Dans l’immensité des camps de déplacés à Gaza, les enfants atteints d’autisme sont relégués aux marges de la survie. Des familles racontent des vies privées de routine, de sécurité et de soins, alors qu’une guerre génocidaire a démantelé le système de santé et fait disparaître le peu de structures spécialisées qui existaient encore. Des tentes entassées les unes contre les autres, un bruit incessant et des déplacements répétés ont créé un environnement profondément déstabilisant pour des enfants qui dépendent de la prévisibilité pour se sentir en sécurité et fonctionner au quotidien.

Les parents décrivent l’absence totale d’espaces calmes et sûrs, de matériel éducatif et d’accès aux thérapies. Les professionnels qui assuraient autrefois un accompagnement comportemental, une orthophonie ou un enseignement adapté sont aujourd’hui absents, eux-mêmes déplacés ou dans l’impossibilité d’exercer. Pour de nombreux enfants, des années de progrès fragiles ont été anéanties en quelques mois. Ce qui était une autonomie difficilement acquise a laissé place à l’anxiété, au repli et à la détresse, tandis que les familles tentent seules de répondre à des besoins complexes, sans aucun soutien institutionnel.
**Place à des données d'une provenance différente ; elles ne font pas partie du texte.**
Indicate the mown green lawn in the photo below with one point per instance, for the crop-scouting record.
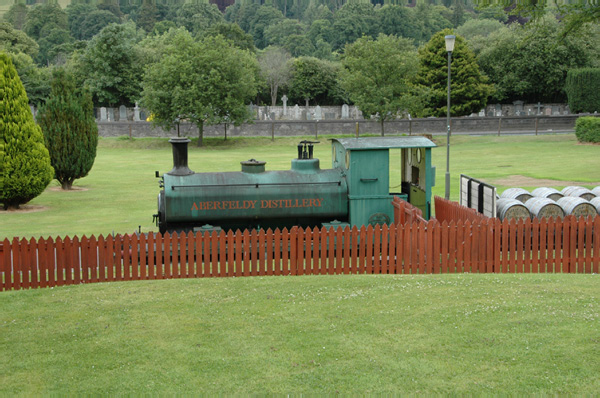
(120, 192)
(423, 334)
(432, 334)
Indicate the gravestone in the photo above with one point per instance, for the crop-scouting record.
(284, 100)
(539, 106)
(122, 113)
(136, 113)
(518, 107)
(345, 111)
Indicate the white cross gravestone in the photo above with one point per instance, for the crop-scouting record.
(345, 111)
(136, 113)
(318, 113)
(296, 112)
(284, 100)
(122, 113)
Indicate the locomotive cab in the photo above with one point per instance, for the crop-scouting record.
(365, 161)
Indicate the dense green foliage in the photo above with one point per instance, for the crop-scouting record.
(531, 63)
(583, 90)
(16, 41)
(587, 129)
(469, 90)
(112, 76)
(314, 80)
(70, 130)
(207, 82)
(378, 76)
(523, 64)
(274, 65)
(25, 169)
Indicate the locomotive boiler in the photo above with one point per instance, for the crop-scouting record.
(355, 191)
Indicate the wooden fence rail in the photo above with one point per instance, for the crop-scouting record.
(489, 246)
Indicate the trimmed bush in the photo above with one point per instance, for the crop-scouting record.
(587, 129)
(25, 169)
(70, 130)
(583, 90)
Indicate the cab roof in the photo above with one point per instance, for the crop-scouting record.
(369, 143)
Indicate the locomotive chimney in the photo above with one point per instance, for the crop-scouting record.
(180, 167)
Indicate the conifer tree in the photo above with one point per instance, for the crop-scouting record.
(70, 130)
(469, 87)
(25, 169)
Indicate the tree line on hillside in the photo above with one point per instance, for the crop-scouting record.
(108, 48)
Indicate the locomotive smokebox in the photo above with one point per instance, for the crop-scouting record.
(180, 167)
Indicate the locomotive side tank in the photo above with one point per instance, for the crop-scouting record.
(354, 192)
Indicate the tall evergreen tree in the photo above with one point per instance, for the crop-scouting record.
(469, 87)
(25, 169)
(70, 130)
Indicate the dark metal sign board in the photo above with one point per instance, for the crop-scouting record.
(478, 195)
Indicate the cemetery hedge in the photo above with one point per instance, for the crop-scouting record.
(587, 129)
(583, 90)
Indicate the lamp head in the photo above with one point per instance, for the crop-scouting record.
(450, 43)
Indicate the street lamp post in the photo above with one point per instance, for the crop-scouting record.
(449, 48)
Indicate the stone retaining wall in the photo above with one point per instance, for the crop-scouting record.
(465, 125)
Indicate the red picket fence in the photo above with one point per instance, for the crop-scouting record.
(489, 246)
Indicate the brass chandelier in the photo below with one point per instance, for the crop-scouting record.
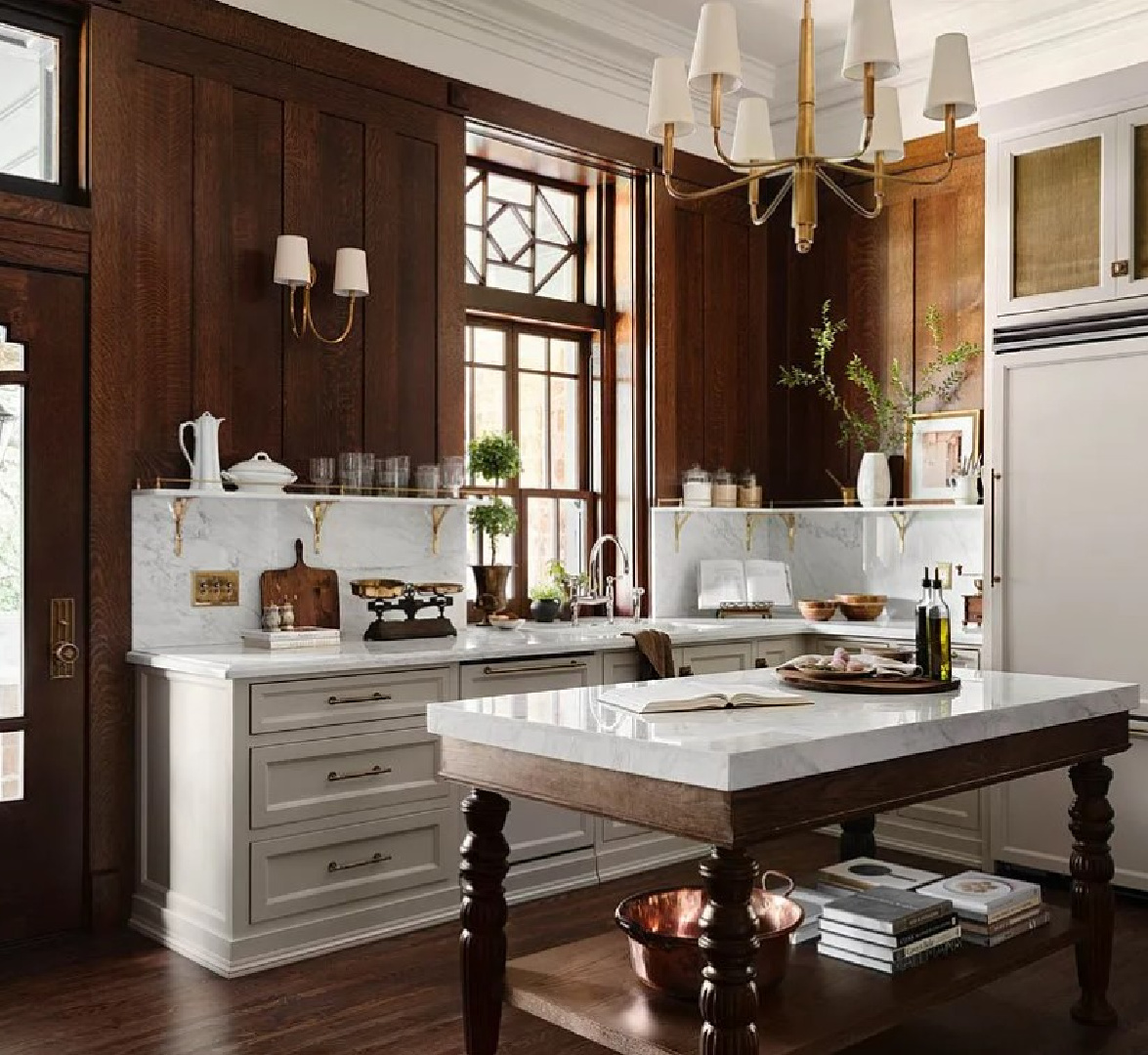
(871, 55)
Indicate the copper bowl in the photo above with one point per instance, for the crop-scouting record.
(662, 928)
(861, 608)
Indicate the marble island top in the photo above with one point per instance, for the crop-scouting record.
(749, 747)
(354, 654)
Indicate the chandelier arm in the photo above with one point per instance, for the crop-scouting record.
(772, 208)
(844, 195)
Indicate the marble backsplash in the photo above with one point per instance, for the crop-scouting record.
(833, 552)
(361, 539)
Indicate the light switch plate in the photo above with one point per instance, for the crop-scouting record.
(215, 589)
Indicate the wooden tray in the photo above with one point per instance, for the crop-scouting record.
(867, 685)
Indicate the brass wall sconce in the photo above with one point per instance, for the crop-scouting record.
(294, 269)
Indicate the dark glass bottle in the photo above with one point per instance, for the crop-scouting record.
(923, 624)
(940, 655)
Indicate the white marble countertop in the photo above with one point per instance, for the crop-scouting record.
(734, 749)
(474, 644)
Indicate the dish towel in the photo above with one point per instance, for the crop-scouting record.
(884, 666)
(657, 654)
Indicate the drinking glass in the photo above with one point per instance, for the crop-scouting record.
(453, 474)
(426, 480)
(322, 472)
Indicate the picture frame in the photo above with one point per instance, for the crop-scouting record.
(935, 444)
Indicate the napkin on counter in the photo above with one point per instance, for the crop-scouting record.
(885, 667)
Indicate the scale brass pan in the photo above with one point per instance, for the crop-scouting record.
(387, 589)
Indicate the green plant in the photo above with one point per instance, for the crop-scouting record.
(880, 423)
(546, 591)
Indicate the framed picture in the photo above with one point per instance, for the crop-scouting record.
(936, 445)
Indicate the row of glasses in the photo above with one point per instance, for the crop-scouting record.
(360, 472)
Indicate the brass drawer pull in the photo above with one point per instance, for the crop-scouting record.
(374, 771)
(544, 668)
(374, 859)
(373, 698)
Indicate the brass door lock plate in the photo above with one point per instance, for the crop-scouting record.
(215, 589)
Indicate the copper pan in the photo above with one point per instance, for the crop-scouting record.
(662, 928)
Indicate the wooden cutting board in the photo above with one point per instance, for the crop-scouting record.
(867, 685)
(313, 591)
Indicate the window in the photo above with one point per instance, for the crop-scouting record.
(39, 100)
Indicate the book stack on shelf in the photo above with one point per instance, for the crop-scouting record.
(992, 909)
(889, 930)
(863, 873)
(813, 902)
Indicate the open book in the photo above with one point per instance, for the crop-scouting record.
(722, 581)
(688, 694)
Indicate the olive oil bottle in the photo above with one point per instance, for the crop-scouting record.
(923, 660)
(940, 654)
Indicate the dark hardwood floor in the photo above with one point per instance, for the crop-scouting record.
(123, 995)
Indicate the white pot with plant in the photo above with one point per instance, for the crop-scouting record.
(879, 427)
(493, 457)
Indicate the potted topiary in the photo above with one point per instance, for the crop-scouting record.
(493, 457)
(546, 602)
Pères et mères évoquent des enfants submergés par le bruit et les mouvements constants, incapables de supporter les bouleversements permanents de la vie dans les camps. Les détonations soudaines, la promiscuité et la perte des repères quotidiens déclenchent des crises de panique, des pleurs prolongés et de sévères régressions comportementales. Les tentatives improvisées — aménager un coin plus calme dans une tente, recourir à des outils rudimentaires d’apaisement — offrent peu de réconfort dans un environnement dominé par l’instabilité et la peur.

Les acteurs du secteur du handicap alertent : l’impact dépasse la détresse immédiate. La guerre génocidaire impose un traumatisme à plusieurs niveaux, combinant le choc psychologique direct de la violence à la disparition des services de rééducation et de santé mentale. Centres détruits ou fermés, équipes dispersées : les enfants autistes se retrouvent sans traitement ni protection, exposés à des conséquences durables qui risquent de marquer leur développement pour les années à venir.